Но давил он, Сеня, придуманную лягушку все-таки на всамделишных картофельных полях, куда нас сразу после зачисления отправили до учебы…
Это была так называемая «картошка», время зачинов едва ли не всех курсовых дружб и любовей. В одной, к примеру, группе, в восьмой, за физически и морально тяжелый этот месяц сформировалось ажник четыре брачно-супружеских союза.
У нас же народился один – у Сени Согрина и Лины Ляхович, его, Сениной, сомневающейся избранницы.
На границу Европы и Азии, в Яминск, избранница прибыла с далекой и специфической Западной Украины, чуть не Польши, в темноглазой своей, несколько носатой физиономии имея выраженье, смысл коего мог прочитываться так: «Ну хорошо, ребята… Я гляжу, у вас тут все шутки да хаханьки, оно отчасти и здорово, весело даже, но… Но когда-то ведь надо и к делу переходить! А? Или как?»

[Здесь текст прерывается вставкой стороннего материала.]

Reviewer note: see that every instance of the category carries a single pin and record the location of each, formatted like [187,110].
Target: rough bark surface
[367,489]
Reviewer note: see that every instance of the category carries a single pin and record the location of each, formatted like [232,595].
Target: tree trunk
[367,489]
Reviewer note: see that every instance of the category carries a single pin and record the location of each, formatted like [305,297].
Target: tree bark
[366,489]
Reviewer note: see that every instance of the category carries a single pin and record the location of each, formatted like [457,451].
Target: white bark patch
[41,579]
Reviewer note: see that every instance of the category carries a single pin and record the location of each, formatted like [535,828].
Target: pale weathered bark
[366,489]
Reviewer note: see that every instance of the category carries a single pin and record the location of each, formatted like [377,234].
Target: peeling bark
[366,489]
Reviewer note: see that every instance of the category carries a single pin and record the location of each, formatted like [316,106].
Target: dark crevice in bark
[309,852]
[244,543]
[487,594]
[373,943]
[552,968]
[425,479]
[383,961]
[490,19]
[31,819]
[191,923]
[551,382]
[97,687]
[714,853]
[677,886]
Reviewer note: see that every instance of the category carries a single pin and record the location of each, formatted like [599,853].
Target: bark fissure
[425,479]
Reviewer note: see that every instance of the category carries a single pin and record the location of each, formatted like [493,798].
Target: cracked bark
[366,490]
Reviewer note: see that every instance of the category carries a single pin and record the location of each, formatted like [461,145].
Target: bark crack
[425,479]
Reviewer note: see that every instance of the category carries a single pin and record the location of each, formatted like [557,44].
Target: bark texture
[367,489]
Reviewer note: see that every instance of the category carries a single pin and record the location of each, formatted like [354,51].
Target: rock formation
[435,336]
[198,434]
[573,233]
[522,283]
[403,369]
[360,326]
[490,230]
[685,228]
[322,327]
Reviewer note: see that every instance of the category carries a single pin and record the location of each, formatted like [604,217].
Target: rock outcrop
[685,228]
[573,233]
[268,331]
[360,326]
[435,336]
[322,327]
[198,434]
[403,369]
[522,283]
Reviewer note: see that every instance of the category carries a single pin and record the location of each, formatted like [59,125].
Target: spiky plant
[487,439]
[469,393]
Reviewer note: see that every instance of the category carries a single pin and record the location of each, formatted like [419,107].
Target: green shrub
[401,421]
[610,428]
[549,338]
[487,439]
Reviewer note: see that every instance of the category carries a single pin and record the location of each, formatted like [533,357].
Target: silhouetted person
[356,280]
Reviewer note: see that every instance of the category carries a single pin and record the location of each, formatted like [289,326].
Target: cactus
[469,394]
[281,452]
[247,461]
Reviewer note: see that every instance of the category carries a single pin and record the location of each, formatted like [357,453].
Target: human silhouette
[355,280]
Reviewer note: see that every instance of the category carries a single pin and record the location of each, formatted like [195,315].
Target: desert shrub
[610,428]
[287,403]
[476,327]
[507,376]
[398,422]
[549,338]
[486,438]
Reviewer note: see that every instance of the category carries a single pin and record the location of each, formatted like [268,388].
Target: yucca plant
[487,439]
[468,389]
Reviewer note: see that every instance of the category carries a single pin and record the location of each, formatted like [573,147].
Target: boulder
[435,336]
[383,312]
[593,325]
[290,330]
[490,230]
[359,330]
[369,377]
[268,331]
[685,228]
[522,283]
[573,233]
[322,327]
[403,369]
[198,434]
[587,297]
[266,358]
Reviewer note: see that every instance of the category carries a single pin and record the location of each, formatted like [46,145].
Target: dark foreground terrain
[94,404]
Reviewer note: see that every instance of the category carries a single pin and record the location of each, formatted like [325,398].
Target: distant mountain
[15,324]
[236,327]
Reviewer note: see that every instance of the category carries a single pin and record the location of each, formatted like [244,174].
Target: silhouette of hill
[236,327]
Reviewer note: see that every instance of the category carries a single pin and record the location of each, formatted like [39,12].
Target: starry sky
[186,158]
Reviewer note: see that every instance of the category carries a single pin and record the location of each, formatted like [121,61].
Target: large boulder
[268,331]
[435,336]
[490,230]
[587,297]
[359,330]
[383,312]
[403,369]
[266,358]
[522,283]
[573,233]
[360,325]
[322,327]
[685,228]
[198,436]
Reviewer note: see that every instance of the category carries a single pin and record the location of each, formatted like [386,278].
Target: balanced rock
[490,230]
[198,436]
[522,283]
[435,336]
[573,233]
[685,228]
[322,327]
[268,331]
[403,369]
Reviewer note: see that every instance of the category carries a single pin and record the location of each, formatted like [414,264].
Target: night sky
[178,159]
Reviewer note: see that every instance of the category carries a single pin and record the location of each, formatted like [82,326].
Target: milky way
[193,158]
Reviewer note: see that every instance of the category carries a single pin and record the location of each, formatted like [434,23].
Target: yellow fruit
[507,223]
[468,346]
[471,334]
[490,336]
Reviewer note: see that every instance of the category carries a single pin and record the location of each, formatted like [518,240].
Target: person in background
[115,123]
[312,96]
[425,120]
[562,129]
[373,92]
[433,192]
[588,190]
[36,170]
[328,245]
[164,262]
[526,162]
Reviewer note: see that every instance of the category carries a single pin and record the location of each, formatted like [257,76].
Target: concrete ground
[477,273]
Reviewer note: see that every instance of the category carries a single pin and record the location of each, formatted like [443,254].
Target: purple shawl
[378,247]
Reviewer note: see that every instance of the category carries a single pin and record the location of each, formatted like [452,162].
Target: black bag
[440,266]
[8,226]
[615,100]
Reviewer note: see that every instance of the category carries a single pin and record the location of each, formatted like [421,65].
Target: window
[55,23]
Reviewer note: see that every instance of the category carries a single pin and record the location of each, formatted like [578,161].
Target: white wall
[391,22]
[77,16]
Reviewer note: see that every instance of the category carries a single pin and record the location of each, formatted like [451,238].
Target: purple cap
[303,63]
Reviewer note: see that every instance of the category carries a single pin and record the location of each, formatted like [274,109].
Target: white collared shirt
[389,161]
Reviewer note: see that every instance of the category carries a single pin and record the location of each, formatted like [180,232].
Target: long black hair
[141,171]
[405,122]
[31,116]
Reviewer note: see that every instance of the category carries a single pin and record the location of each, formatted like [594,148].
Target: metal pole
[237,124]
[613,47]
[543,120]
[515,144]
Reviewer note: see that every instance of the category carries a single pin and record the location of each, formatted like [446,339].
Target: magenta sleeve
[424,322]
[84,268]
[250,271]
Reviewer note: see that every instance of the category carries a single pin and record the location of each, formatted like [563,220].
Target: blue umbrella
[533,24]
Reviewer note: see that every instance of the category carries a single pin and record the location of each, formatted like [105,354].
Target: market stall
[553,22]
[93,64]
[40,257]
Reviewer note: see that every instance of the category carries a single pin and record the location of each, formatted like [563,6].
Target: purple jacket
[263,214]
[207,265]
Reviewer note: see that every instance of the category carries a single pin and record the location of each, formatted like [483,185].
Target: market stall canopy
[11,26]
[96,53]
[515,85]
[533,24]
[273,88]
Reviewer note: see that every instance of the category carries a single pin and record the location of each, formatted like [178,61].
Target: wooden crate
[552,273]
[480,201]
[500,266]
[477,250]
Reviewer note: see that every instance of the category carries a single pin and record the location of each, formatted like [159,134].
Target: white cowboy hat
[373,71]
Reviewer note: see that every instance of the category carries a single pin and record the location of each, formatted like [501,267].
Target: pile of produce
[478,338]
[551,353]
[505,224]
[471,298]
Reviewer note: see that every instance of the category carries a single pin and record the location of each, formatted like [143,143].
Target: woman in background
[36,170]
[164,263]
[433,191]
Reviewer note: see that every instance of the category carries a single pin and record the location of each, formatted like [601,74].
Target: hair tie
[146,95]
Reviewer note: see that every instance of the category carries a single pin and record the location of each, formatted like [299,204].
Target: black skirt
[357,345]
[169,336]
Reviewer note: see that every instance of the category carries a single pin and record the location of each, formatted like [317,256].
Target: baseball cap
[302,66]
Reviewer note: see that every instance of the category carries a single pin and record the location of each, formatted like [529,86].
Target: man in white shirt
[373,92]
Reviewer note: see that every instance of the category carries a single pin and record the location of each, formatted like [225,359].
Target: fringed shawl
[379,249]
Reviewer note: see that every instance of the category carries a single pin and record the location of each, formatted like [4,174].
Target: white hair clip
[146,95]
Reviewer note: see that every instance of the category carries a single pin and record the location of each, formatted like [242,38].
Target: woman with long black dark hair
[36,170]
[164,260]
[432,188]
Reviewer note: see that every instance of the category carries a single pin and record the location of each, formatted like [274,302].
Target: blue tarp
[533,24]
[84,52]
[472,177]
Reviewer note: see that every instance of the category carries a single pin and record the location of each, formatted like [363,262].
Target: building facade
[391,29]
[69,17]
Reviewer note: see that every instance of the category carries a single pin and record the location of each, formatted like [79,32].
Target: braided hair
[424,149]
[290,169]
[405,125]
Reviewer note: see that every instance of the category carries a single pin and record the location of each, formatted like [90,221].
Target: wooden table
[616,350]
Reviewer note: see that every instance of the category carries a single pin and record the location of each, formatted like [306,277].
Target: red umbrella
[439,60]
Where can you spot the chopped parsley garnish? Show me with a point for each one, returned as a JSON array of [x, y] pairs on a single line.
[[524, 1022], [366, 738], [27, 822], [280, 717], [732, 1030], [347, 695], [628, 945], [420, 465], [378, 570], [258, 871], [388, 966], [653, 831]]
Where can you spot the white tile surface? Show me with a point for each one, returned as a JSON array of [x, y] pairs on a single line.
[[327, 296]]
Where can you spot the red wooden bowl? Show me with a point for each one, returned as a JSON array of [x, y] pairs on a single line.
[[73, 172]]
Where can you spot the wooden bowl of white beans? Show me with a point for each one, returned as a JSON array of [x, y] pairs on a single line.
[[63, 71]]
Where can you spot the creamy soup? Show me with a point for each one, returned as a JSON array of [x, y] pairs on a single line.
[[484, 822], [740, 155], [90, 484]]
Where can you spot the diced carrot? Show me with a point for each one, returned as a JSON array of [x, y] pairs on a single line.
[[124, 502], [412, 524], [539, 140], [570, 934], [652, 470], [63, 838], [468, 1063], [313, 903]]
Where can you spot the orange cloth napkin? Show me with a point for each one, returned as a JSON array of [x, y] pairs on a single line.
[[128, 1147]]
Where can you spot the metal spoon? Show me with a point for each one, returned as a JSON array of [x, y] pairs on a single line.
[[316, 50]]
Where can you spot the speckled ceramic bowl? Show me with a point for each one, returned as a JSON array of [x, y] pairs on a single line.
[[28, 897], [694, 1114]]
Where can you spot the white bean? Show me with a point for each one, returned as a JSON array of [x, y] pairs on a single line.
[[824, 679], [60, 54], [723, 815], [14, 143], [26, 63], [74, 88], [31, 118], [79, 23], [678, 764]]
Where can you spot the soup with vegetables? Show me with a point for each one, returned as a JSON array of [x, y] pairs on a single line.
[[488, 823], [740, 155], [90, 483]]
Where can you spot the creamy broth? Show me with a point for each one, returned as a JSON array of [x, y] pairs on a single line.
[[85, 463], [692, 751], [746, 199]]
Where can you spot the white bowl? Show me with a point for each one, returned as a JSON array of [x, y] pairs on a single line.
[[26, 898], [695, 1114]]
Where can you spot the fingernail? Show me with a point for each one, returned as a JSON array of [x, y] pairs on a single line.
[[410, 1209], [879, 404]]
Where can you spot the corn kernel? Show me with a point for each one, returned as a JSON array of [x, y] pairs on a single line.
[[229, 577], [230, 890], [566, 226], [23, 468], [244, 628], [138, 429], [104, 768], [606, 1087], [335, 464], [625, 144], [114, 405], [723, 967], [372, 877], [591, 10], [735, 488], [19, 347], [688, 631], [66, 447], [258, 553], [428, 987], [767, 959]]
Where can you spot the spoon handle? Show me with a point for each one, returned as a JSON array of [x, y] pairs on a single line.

Словом, не совсем была красавица, а скорей, из «ничего себе», но с такой-то вот для юной девицы шибко взрослой озаботой.
А Сеня… он от исподволь переместившегося с одежки в самую кровь амплуа «фашиста» и смеяться-то по-человечески более не мог.
– Кха-кха-кха! – смеялся-скандировал, словно Фантомас.
Смеялся и тут же, на манер Змея Горыныча, устрашающе мотал вниз-вверх очкастою головой. Ощериваясь.
Помимо оттаскиванья корзин с картошкой к контейнеру, кроме «кха-кха-кха» (это был юмор) да еще простаиванья в приличной близости от Лининой борозды, опершись подбородком на черенок лопаты, придумать что-то было ему трудно.
Но он придумал.
В ближайший праздник – Октябрьскую революцию – позвал, абы всем якобы сдружиться и повеселиться, всю нашу группу к себе домой, а в глубине души с робко-смутным умышлением, разумеется, по поводу Лины.
Согрин папа (умели тогда делать люди его профессии!) в сей октябрьский, ноябрьский точней, вечерок как-то не запомнился, ускользнул от лишне-ненужных запоминаний, но мама, женщина телом «корпусна», в очках и с зачарованным на чем-то в себе внутренним взглядом, цитировалась и поминалась в общаге до скончания института.
Войдя с подносом в громадную уставленную польской мебелью комнатищу, где мы, сбившись кучкой, немотствовали в ожиданьи застолия, она эдак «нашенски», «понимающе» подбодрила нас.
«Вы чего ж невеселые-то, ребята? – ставя поднос с цитрусовыми на стол трапезный, вопросила она. – А может, кто из вас шутку какую приготовил?!»
Шутку действительно приготовили. И приготовил ей эту шутку, получилось, родной ее сынок.
Родители, и в особенности квартира, произвели на прагматическую Лину свое спланированное Сеней впечатление. Пооглядевшись пару-тройку годков еще, поозиравшись, она таки дала в итоге Сене свое согласие. Брак состоялся.